Continued from Thursday:
Foresee Important Problems: If you’re like me, you tend to brood a lot over problems without giving them a real sense of perspective. It helps to quantify those problems using real numbers.
First, rank the likelihood of a problem occurring on a 7-point Likert scale. 1 = highly unlikely, 4 = as likely as it is unlikely, 7 = highly likely.
Next, rank the impact of the problem on another 7-point scale. 1 = minimal impact, 4 = average impact, 7 = critical impact.
Multiply [Likelihood] x [Impact] x 2 to get a number between 2 and 98. It’s not a perfect 1 to 100 scale, but it’s pretty close.
How It Works In Practice: I haven’t taken much use out of this hack yet, but what little I’ve seen I’ve liked. Sit down and pick a big goal that you’re worrying about – moving, starting a new job, a big creative project, whatever. List all the potential problems that could come up. Then rank each one for likelihood and impact. Give each one a score from 2 to 98 using the formula above. I would discount anything below a 35 (the product of an “average” score in both categories), but you can set your scale wherever you like.

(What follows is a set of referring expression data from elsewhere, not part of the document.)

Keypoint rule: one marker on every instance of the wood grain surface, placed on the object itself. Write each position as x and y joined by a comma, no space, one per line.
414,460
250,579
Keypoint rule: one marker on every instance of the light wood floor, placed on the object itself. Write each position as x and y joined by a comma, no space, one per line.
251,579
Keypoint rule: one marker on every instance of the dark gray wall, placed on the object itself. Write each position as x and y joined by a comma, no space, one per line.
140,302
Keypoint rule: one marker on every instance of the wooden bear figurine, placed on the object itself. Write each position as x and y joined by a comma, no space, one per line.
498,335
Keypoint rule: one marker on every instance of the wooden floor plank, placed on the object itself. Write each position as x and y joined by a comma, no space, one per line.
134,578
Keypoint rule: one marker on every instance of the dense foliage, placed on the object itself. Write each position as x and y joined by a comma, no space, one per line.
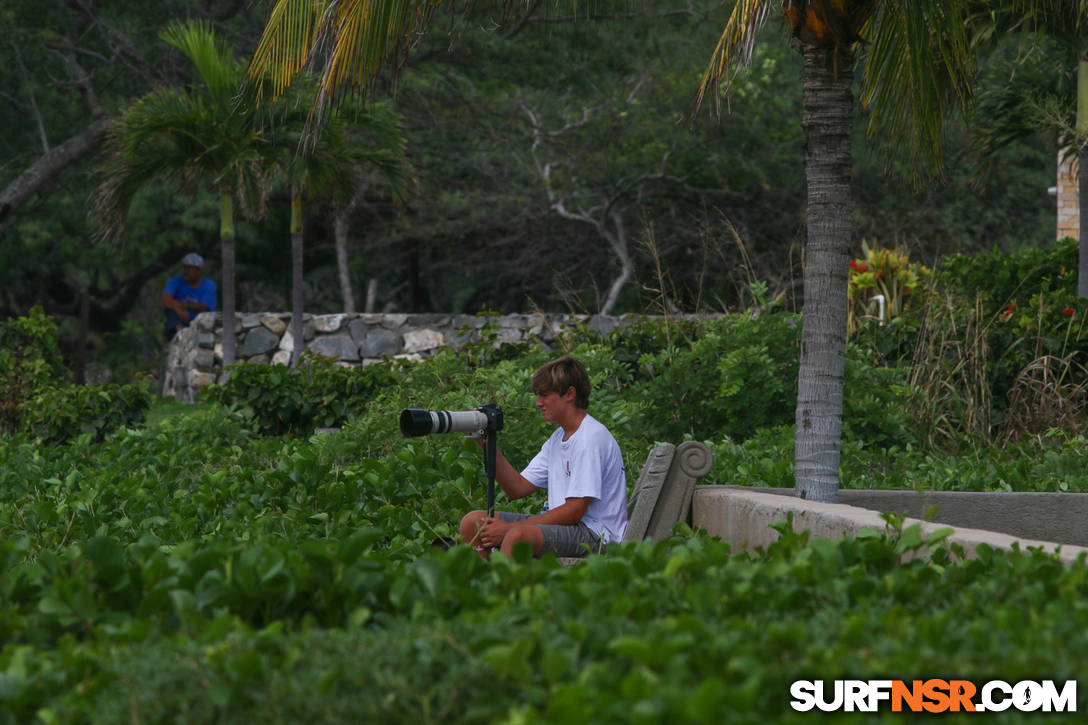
226,564
35,394
317,394
709,205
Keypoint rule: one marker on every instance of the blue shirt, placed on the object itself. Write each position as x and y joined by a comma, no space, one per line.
177,289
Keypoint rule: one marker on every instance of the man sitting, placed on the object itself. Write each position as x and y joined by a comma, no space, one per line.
581,468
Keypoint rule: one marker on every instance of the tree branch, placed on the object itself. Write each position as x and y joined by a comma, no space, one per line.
51,163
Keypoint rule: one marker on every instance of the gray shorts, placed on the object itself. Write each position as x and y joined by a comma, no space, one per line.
561,540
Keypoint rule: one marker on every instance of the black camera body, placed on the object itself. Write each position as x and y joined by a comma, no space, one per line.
485,419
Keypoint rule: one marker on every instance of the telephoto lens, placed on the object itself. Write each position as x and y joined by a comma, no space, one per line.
416,422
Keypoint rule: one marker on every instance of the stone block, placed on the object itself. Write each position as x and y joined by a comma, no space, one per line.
380,342
470,321
205,359
205,321
602,324
338,346
259,340
273,324
428,320
287,342
508,335
417,341
198,379
328,323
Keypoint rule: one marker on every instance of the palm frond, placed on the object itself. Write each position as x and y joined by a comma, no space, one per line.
286,44
211,57
918,64
351,41
736,45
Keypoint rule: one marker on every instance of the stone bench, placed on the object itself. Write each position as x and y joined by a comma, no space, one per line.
663,495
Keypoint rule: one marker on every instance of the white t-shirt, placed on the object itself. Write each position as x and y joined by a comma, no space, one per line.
588,464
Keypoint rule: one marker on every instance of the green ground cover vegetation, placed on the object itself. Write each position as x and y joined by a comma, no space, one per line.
230,563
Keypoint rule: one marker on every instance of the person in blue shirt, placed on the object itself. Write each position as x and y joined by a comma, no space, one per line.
187,295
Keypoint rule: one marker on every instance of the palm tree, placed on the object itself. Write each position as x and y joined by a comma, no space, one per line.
917,53
917,58
1066,22
189,136
331,166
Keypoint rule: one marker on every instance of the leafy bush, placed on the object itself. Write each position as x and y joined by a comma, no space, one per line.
316,394
192,572
29,360
737,377
1001,278
58,414
888,273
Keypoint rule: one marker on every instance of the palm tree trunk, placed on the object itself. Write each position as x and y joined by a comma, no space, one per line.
296,275
340,234
341,221
828,109
226,237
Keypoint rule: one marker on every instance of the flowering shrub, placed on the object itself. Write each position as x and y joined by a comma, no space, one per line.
887,273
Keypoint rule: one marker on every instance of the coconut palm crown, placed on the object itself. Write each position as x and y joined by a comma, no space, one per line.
197,135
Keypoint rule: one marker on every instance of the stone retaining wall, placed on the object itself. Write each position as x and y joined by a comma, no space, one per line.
195,357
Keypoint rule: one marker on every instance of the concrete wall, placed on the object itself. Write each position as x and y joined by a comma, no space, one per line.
742,516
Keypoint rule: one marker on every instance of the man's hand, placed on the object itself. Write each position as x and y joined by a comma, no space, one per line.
492,532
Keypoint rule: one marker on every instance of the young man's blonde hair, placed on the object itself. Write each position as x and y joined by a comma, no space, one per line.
560,376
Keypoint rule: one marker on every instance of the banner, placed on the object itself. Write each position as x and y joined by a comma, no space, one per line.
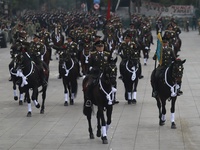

Communicate in E-Prime: The originator of this hack, David Bourland, sought a way to remove dogmatic pronouncements from the English language. Using the verb to be labels an entity. Using a verb other than the verb to be reinforces the presence of the observer, reminding us that all declarations spring from a party with a viewpoint. Consider “that music is loud” vs. “I find the music loud,” or “he’s an idiot” vs. “nobody agrees with him.”
To use E-prime, you remove the verb to be from every sentence you write. Ideally you remove it from speech as well, though I can’t imagine crossing that hurdle.
How It Works In Practice: I don’t like this hack as much as the others. I get the impression that the originator read Orwell’s “Politics and the English Language” and took away exactly the wrong message from it. “That’s the problem,” they said, pointing triumphantly at the rise of 20th century nationalism and the formation of the military-industrial complex. “The verb to be!”
I gave up a dogmatic adherence to E-prime while writing my Wire recaps a few months ago, when I found that I had no way to say “Wee-bey is Damon’s father” without building some truly tortured prose. I still stick to it as much as I can – as I find that eliminating the verb to be makes my writing a little stronger – but not for the reasons the authors intended.
Use The Fourfold Breath: Say what you will about the mysticism of yoga, Buddhism or other Eastern practices – breath control works. Forcing yourself to breathe slowly and rhythmically calms your body and focuses your thoughts.
Take a slow, deep breath in through your nose – making sure to expand the stomach first, then the chest – while counting to four in your head. Hold the breath while counting to two. Then exhale on another four count. Wait for another two count before repeating the process. So you will inhale, two three, four; hold, two; exhale, two, three, four; hold, two, repeat.
How It Works In Practice: I have little trouble with the breathing. The next step, emptying the mind and focusing on the present moment, challenges me. I find that if I visualize the flow of my breath – like one of those sinus commercials, with an animated diagram of air flowing into your nose and out your mouth – I can clear my thoughts pretty easily. One of the other jiu-jitsu students also recommends focusing on your core – a point two inches below and two inches inside your belly button – and imagining a glowing energy that expands with each breath.
The discipline that the exercise requires continues to challenge me. But when I get it, I get it: I feel fired up and alive.
Getting a Good Night’s Sleep: The brain, the hungriest organ in the body, requires physical maintenance like your heart, kidneys and liver. Sleep and diet affect your brain – and thus your thought processes – like they affect the rest of your body.
How It Works In Practice: I made the biggest changes to my sleep habits based on this hack. I no longer read or use the laptop in bed; I want to accustom my body to thinking of bed as “the place that I sleep and/or have sex” and nothing else. When I get up in the morning, even on weekends or vacation days, I shower within 30 minutes: this forces me to slough off my sleepiness and get a start on the day. I try not to have caffeine after 3:00 PM, so it’ll have a good 8 hours to clear my system. If I had more discipline I’d reduce the amount of alcohol I drank late at night, but I’ve never been a saint and I won’t start tonight.
Overclock Your Brain: You can get temporary performance boosts to your brain by changing the composition of its fuel. For instance, everyone knows that drinks high in glucose eventually cause you to crash. But don’t overlook the 30 to 90 minute boost in energy and attentiveness that they create.
How It Works In Practice: If I know I have a project coming up that requires some more intensive focus, I’ll grab a Diet Coke from the vending machine before I start. So far it hasn’t hurt. (Update: Gavin reminds me in comments that Diet Coke doesn’t have sugar. I need to test this hack more thoroughly)
What’s Left: So many hacks I haven’t really tried yet. Mental checksums. Memorizing calendars. Self-hypnosis. And I could stand to bone up on the ones I listed already. But already, dollar per page, I’ve found more value in Mind Performance Hacks than in most things I’ve spent money on this year.